Maria y su novia tomaban el café en el bar. Aún en pleno siglo XXI aún la gente miraba con rareza aquella relación. Algunos reían a sus espaldas, otros cuchicheaban, aunque la mayoría ,eso sí, las miraba de forma normal. A ellas les daba igual estaban las dos una enfrente a la otra. Hablaban del hogar, los vecinos, el trabajo, planificaban el futuro... 
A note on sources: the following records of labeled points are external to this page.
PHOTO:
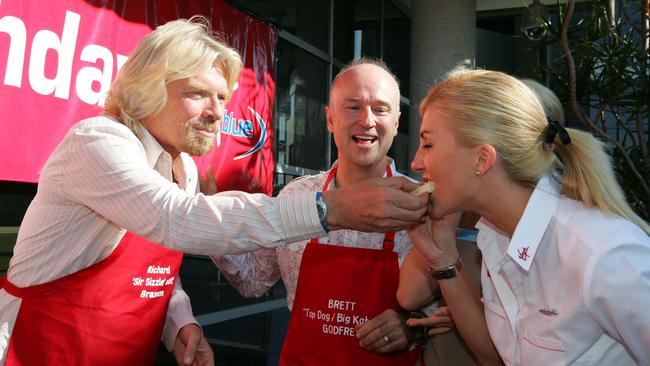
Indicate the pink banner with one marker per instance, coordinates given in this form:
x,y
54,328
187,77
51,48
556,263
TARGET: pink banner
x,y
57,59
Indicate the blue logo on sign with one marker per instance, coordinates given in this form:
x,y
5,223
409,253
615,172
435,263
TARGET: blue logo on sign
x,y
244,128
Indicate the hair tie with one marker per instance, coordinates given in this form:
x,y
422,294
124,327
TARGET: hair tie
x,y
554,128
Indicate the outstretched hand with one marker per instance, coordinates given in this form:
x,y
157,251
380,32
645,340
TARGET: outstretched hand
x,y
436,241
439,322
387,332
375,205
191,348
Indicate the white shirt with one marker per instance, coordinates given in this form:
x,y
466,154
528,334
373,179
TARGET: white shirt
x,y
572,286
254,273
101,179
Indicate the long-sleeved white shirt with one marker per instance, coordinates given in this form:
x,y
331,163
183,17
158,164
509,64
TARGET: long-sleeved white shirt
x,y
101,180
252,274
572,285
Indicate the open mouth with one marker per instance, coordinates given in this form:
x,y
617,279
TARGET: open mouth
x,y
364,140
207,132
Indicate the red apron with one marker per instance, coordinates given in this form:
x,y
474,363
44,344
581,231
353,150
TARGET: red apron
x,y
338,288
111,313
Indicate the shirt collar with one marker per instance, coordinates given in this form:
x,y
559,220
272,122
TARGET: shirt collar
x,y
391,163
534,222
152,148
161,161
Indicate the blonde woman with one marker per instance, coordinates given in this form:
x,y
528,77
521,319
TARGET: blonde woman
x,y
566,262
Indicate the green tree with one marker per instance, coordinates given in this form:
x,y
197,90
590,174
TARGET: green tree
x,y
604,67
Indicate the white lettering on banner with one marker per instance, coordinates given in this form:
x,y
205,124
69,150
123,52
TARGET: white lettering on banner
x,y
151,295
158,269
337,323
43,44
341,305
150,283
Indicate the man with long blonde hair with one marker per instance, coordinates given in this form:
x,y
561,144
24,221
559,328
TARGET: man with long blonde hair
x,y
95,266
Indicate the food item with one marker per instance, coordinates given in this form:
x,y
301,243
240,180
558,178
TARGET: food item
x,y
427,187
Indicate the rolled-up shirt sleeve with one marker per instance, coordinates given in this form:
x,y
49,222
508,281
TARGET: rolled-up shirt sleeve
x,y
123,189
179,314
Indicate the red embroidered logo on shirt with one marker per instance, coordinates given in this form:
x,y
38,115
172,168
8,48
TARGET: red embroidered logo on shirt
x,y
523,254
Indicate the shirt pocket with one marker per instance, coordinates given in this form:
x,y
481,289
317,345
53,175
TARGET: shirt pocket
x,y
497,323
537,350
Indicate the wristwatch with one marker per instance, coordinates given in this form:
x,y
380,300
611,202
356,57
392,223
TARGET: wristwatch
x,y
418,335
321,207
448,272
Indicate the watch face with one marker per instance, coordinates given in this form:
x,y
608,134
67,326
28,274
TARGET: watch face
x,y
320,207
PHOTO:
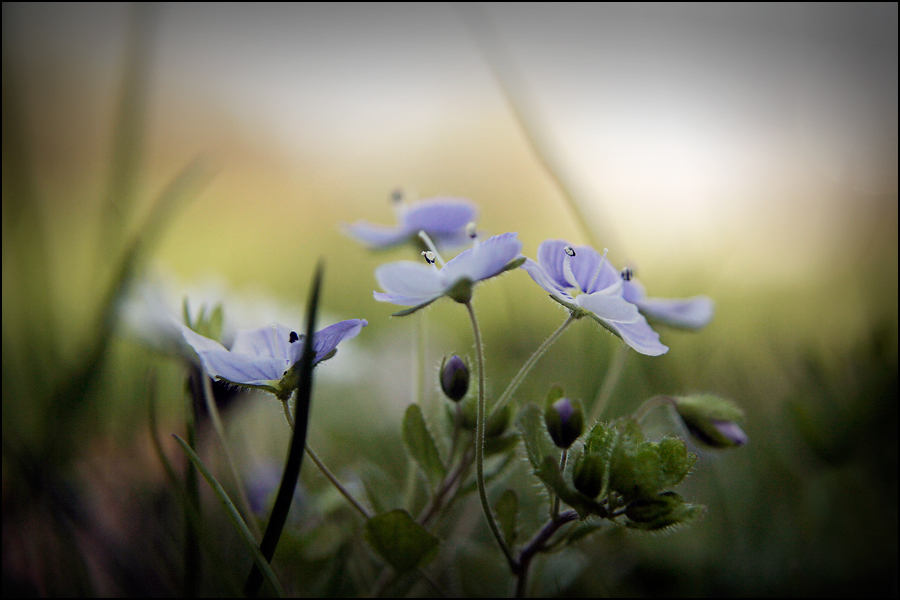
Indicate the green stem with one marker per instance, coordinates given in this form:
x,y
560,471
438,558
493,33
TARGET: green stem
x,y
479,445
536,544
554,514
529,364
613,374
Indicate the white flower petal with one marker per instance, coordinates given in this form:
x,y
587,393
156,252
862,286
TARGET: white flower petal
x,y
608,307
413,283
687,313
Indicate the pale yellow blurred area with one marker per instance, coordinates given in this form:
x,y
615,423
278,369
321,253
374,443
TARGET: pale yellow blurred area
x,y
716,149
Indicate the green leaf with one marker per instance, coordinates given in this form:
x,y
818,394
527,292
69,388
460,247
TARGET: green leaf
x,y
421,446
676,461
507,511
497,445
400,541
239,524
411,310
664,511
537,442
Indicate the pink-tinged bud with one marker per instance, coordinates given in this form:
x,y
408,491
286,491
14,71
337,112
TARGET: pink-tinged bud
x,y
455,378
712,420
565,421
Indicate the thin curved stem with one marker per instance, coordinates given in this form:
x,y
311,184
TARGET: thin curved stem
x,y
529,364
536,544
613,374
479,445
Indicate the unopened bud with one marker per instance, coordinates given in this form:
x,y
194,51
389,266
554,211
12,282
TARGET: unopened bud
x,y
565,421
454,378
712,420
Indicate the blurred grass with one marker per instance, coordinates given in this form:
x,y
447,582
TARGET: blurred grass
x,y
809,507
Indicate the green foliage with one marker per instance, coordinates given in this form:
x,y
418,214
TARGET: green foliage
x,y
400,541
422,446
538,444
663,511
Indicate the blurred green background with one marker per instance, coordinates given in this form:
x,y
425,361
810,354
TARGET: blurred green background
x,y
747,153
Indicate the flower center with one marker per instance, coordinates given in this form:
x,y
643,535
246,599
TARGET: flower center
x,y
431,254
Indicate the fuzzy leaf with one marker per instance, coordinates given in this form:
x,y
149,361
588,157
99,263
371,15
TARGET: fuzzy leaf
x,y
400,541
421,446
534,433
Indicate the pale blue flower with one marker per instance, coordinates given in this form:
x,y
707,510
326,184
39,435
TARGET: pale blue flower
x,y
415,284
586,283
684,313
263,358
443,219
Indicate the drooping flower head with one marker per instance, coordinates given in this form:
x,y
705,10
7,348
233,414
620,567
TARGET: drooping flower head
x,y
264,357
583,281
417,285
444,219
684,313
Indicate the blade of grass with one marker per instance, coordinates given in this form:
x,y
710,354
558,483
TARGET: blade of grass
x,y
246,536
298,442
526,114
72,388
128,132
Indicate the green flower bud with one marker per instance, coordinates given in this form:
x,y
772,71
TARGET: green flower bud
x,y
712,420
565,421
454,378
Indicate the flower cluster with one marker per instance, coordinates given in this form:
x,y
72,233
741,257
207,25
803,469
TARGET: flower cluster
x,y
264,357
583,281
417,285
444,220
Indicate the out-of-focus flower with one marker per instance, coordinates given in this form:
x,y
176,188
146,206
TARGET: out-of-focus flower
x,y
583,281
443,219
683,313
264,358
417,285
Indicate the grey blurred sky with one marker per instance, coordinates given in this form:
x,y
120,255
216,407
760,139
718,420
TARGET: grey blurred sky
x,y
688,120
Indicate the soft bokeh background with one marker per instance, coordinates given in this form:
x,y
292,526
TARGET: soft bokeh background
x,y
744,152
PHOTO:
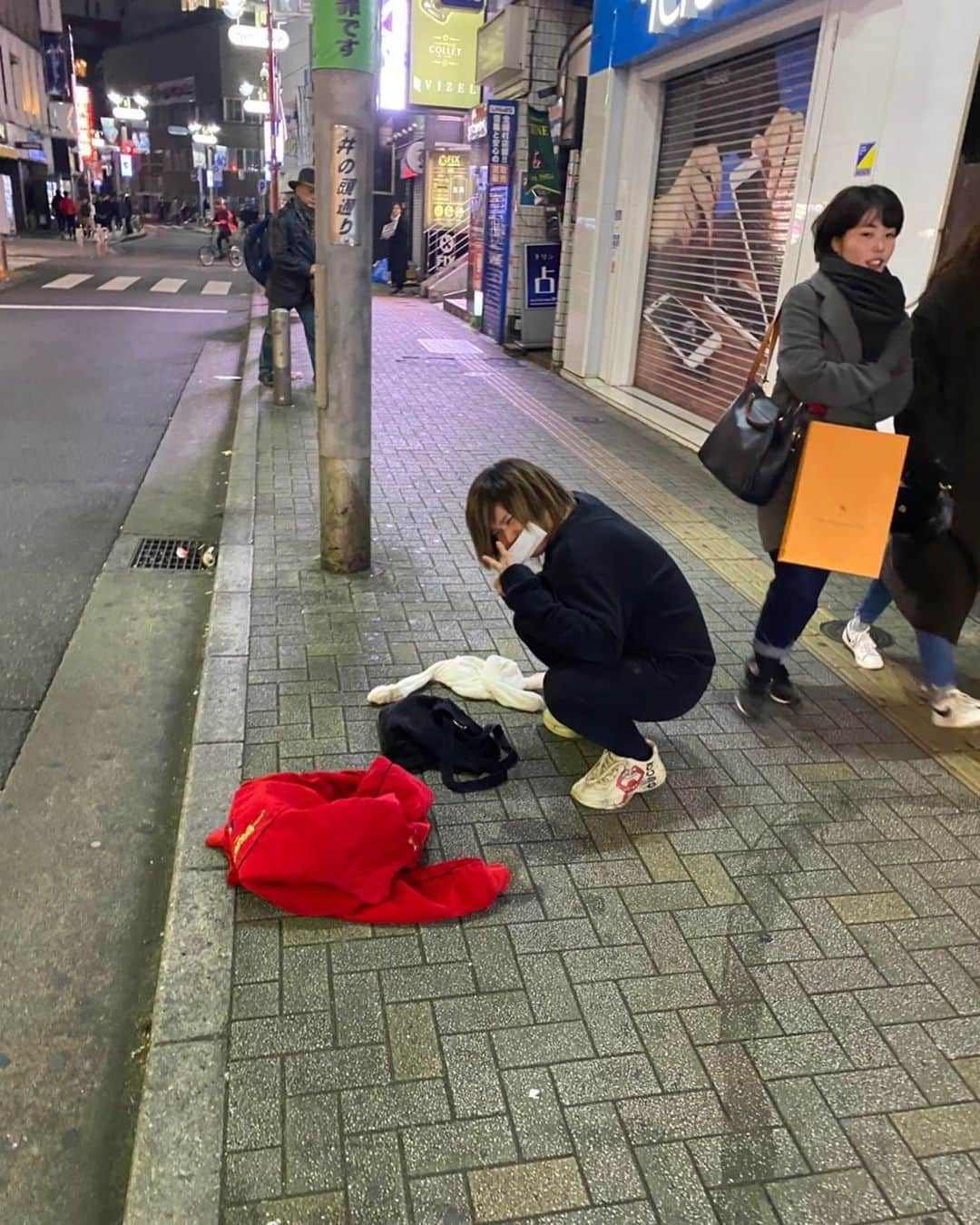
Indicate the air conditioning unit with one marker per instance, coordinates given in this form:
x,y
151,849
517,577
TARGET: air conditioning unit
x,y
501,49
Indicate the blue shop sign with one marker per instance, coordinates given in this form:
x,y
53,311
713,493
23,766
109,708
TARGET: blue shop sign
x,y
542,275
623,31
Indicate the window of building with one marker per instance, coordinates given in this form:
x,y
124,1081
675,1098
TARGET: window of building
x,y
16,83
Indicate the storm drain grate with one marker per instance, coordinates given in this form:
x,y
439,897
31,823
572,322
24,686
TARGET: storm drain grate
x,y
161,553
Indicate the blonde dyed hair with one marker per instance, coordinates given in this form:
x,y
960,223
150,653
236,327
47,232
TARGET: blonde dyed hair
x,y
528,493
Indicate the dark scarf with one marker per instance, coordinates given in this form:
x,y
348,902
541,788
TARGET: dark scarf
x,y
304,212
876,300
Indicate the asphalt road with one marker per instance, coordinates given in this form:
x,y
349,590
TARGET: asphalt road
x,y
90,378
118,392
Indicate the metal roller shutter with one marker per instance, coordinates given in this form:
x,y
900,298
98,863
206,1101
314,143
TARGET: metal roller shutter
x,y
720,222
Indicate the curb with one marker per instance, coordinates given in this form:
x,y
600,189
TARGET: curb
x,y
175,1172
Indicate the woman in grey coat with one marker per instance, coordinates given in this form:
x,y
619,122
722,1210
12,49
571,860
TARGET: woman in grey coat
x,y
846,353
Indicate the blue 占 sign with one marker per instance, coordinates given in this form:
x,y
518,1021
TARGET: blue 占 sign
x,y
501,133
542,275
627,30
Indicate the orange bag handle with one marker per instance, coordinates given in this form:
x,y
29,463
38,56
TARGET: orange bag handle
x,y
766,350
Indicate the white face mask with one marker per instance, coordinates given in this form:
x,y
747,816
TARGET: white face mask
x,y
524,548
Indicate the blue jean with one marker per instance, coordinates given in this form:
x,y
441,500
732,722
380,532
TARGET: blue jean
x,y
935,653
307,315
790,603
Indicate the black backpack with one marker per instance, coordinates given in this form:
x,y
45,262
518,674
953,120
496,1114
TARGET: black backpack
x,y
424,732
258,260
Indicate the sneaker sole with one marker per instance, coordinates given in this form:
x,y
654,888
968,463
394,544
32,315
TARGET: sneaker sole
x,y
559,729
610,806
867,668
940,721
751,712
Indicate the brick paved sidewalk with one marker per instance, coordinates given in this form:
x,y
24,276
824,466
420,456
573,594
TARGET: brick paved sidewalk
x,y
751,997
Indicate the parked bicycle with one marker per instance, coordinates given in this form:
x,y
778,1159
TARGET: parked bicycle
x,y
212,252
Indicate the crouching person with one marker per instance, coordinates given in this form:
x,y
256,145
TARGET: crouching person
x,y
610,614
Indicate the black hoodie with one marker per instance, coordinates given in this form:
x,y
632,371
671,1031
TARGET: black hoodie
x,y
606,591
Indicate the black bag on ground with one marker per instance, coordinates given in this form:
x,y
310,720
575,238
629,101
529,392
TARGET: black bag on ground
x,y
424,732
751,445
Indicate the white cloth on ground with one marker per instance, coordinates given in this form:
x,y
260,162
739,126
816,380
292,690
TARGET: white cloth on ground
x,y
494,679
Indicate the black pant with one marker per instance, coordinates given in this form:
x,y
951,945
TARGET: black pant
x,y
790,603
604,702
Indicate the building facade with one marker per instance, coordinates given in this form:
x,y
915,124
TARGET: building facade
x,y
37,122
190,73
716,132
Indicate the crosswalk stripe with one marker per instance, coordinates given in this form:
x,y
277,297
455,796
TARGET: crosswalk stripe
x,y
70,280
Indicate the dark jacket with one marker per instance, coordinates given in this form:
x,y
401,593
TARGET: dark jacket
x,y
291,248
935,581
606,591
819,363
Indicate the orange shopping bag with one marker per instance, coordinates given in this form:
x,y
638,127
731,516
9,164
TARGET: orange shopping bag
x,y
843,499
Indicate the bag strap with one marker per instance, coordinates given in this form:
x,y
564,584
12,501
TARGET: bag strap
x,y
448,759
766,350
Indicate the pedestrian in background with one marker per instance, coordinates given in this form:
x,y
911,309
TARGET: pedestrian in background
x,y
610,614
934,574
70,212
844,353
291,248
398,239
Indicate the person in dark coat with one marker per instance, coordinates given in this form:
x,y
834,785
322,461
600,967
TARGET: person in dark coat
x,y
610,614
935,574
291,247
844,353
398,247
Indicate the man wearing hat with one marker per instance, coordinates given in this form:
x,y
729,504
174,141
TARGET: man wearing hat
x,y
291,248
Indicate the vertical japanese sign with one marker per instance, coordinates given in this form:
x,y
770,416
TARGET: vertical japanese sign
x,y
345,34
541,181
501,122
346,173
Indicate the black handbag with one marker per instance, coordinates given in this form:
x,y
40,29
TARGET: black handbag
x,y
924,506
752,444
424,732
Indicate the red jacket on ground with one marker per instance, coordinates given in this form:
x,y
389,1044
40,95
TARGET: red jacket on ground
x,y
347,846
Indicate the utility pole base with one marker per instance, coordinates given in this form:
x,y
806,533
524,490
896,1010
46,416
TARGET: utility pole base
x,y
345,514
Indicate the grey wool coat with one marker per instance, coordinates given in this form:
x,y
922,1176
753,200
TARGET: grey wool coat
x,y
819,363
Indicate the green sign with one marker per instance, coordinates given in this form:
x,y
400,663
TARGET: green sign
x,y
541,181
443,65
345,34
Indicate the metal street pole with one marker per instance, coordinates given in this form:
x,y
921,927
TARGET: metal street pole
x,y
273,120
345,37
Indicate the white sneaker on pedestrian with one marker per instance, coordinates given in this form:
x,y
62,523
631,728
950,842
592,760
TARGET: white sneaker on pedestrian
x,y
867,654
953,708
555,728
614,780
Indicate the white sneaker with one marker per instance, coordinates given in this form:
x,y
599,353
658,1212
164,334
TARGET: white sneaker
x,y
614,780
859,639
555,728
953,708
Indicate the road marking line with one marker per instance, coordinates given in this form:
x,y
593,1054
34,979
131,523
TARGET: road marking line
x,y
147,310
70,280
A dos mesas a la derecha había un chico algo nervioso. Miraba la hora cada dos por tres. Cada viernes bajaba al mismo bar y esperaba las ordenes de un mafioso. La banda no la conocía de nada, pero, él era extorsionado. Era un simple joyero. La tienda no era de él. Solo había estudiado un simple curso de grado profesional. Los mensajes se los daban en forma de código. A partir de la guía telefónica del bar. Subrayaban los caracteres a lápiz y el luego los borraba. Que sería de su futuro? por que le sucedía eso a él... Dentro del bar había un grupo de ancianos explicando la jornada de fútbol. Que si : “El depor esta en racha pero enseguida caerá”. Otro “No se, pero prefiero antes cualquier equipo antes que el Madrid... ”. Y así discutían de los colores una media hora, luego de los nietos. De la juventud también a veces hablaban o de los tiempos en los que ellos jugaban. También de las películas, la música actual comparada con canciones de antes. Aunque muchos de ellos tenían ya el futuro solucionado, aún se preocupaban por sus familiares. Las disputas de sus hijos o hijas con sus respectivos cónyuges. Cerca de la máquina traga monedas había un ludópata. El camero siempre le decía “Paco piensa en el dinero que derrochas déjalo ”. A veces hacía caso omiso otras obedecía. Pero el siempre pensaba que era divertido aquella sensación de jugártelo todo a una carta. “Una sensación de miedo, temor alegría juntadas en una puta maquina”. A veces hablaba con el trasto o con Jong Shing Lu el propietario del bar. Tenía una filosofía muy extendida, primero yo, después yo, luego yo y quizá mas tarde piense en los demás y pensaba en poco, por no decir en nada en su futuro. Quizá la poca atención de sus padres le hizo razonar de esa forma. En la salida del bar se iba “la Pepa”, su nombre original era Jacqueline. Cambiaba de bar a menudo pero en la zona era conocida. Quizá lo que la mayoría ignoraba es que esta mujer estaba podrida de dinero. Aunque borracha ,eso nunca lo decía , nunca se sintió contenta por ser de la clase alta. Siempre contaba la historia de la muerte de su hijo y su marido en el accidente. Se lo contaba al camarero al dueño del bar. O simplemente a alguien que solo quería sexo con ella. O algún compañero de bebida. Le importaba un pimiento el futuro y su presente. Ella siempre lloraba el pasado junto a su marido y su hijo.